This study in relation to Holocaust will perform critical examination of Elie Wiesel who claims that “the literature of the Holocaust does not exist, cannot exist. It is a contradiction in terms, as is the philosophy, the theology, the psychology of the Holocaust. Auschwitz negates all systems, opposes all doctrines… A novel about Treblinka is either not a novel or not about Treblinka; for Treblinka means death—absolute death—death of language and of imagination.”

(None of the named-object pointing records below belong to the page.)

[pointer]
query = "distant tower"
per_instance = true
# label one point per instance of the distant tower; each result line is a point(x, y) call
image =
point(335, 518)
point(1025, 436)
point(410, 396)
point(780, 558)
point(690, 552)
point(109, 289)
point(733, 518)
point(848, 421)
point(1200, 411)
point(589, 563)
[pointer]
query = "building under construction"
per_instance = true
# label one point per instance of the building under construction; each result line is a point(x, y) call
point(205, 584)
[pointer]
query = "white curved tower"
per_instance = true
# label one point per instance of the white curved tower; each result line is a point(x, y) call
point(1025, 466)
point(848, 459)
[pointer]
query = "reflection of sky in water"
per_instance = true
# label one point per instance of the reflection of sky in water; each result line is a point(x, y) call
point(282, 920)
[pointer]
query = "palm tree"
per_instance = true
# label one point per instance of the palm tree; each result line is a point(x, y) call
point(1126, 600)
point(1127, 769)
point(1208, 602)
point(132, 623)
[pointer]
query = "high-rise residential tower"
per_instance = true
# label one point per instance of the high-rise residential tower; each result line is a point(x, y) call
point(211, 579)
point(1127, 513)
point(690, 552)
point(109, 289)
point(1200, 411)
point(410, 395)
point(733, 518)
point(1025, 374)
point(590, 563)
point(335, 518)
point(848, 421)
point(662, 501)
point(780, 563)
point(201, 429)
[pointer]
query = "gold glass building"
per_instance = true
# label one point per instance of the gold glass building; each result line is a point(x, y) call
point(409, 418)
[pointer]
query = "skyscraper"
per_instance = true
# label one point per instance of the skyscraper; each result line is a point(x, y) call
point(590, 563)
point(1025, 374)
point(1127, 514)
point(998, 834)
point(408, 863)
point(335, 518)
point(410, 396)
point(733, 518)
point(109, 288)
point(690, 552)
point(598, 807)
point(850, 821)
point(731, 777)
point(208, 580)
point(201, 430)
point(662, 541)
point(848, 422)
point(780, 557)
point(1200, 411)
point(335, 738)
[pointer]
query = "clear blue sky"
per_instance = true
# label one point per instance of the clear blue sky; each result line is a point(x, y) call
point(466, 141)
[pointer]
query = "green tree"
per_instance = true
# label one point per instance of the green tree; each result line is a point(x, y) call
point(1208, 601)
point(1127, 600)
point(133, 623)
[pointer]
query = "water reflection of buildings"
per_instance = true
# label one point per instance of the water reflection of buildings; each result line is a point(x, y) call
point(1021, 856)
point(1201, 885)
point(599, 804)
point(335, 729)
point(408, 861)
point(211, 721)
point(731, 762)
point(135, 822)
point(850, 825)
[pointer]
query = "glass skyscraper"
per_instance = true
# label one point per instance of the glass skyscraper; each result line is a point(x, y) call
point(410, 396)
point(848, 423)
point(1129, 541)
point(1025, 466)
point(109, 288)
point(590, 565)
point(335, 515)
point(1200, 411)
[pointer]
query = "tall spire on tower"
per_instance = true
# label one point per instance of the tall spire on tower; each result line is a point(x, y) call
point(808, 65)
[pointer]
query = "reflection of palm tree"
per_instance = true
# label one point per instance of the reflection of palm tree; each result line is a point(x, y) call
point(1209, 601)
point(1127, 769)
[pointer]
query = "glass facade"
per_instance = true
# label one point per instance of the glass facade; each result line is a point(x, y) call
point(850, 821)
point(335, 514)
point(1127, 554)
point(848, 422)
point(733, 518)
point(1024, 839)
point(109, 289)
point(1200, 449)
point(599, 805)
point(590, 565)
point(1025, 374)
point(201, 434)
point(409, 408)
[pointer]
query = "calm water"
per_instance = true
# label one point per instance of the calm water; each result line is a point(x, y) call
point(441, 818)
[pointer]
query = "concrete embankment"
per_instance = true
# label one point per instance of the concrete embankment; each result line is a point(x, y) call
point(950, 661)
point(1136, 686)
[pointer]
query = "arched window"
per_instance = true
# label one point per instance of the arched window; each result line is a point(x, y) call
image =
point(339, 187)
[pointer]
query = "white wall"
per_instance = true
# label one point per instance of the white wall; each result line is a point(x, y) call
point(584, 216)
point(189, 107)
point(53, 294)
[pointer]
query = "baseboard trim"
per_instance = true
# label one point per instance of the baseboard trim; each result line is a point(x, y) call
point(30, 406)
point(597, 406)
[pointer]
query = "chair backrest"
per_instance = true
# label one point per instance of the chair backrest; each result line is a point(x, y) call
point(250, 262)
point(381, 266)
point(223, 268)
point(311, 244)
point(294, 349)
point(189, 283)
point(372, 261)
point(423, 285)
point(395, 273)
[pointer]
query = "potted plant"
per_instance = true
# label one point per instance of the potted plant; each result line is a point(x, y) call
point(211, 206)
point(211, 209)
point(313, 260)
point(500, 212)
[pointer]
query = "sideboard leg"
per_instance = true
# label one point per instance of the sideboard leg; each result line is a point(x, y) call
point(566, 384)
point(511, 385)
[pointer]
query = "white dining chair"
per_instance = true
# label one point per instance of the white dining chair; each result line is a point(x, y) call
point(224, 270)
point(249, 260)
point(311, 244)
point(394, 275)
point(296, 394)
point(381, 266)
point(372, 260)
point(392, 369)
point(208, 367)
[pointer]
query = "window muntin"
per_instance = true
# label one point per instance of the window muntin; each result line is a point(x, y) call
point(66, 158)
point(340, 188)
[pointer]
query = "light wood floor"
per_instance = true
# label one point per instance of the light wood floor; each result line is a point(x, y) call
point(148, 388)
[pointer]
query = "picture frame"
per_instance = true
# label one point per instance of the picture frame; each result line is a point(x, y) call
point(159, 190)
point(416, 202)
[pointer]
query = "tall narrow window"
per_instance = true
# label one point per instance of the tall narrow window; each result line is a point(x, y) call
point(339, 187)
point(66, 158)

The paper attempts to maintain a claim regarding the agreement or disagreement with the viewpoint of Wiesel? The paper will also attempt to answer if literature, poetry, and art of the Holocaust can exist after the event, or does, as Wiesel asserts, Auschwitz negate all systems. The paper will also discuss if Wiesel's statement can apply to other forms of memory, memorization or representation?
Discussion and Analysis
The incorporation of basic information regarding holocaust in this paper is important, as it will help in the assessment of the statement. The term Holocaust was used to refer to the genocide of Jews during World War II. Approximately six million Jews were murdered during this state financier systematic genocide by Nazi Germany. Adolf Hitler started and led this program in coloration with Nazi Party of Germany. Various extermination camps were established throughout German occupied territories (Valerie, pp. 56-87). According to an estimate, approximately two third European Jews out of nine million were killed. More than three million Jew men, two million Jew women and one million Jew children were brutally murdered during The Holocaust.
There are different definitions of the holocaust is available, as few scholars seek the inclusion of the killing of disable people, Soviet and Polish war prisoners, Soviet and Polish civilians, Romani and others during that period in the definition. However, holocaust for many has been the term to refer the mass murder of Jews by Nazi Germany. It has been indicated by the Soviets that approximately 11 million war prisoners and civilians were also murdered purposefully under the Nazi administration.
Genocide and persecution were take place in different phases. Nuremberg Laws among several other legislations were enacted under the Nazi administration before the eruption of World War II. There were several concentration camps in which Jews, civilians and prisoners were either executed through gas chambers or prosecution or through experiments. Others were enslaved and were forced to work till death because of diseases or exhaustion. Political opponents and Jews were instantly killed, by the special units of German troops known as Einsatzgruppen, when Germany occupies any new territory in Eastern Europe. German administration quickly imprisoned Romani and Jews to overloaded ghettos, before transporting them to concentration camps through trains where they were exterminated (Cesarani, pp. 61-92). After reaching to the camp, those who survive the journey would then be killed systematically using different methods. Every part of the German administration was involved in the process that ultimately leads to genocides, which turn the Third Reich process into a state sponsored genocide (Bloxham and Kushner, pp. 71-83).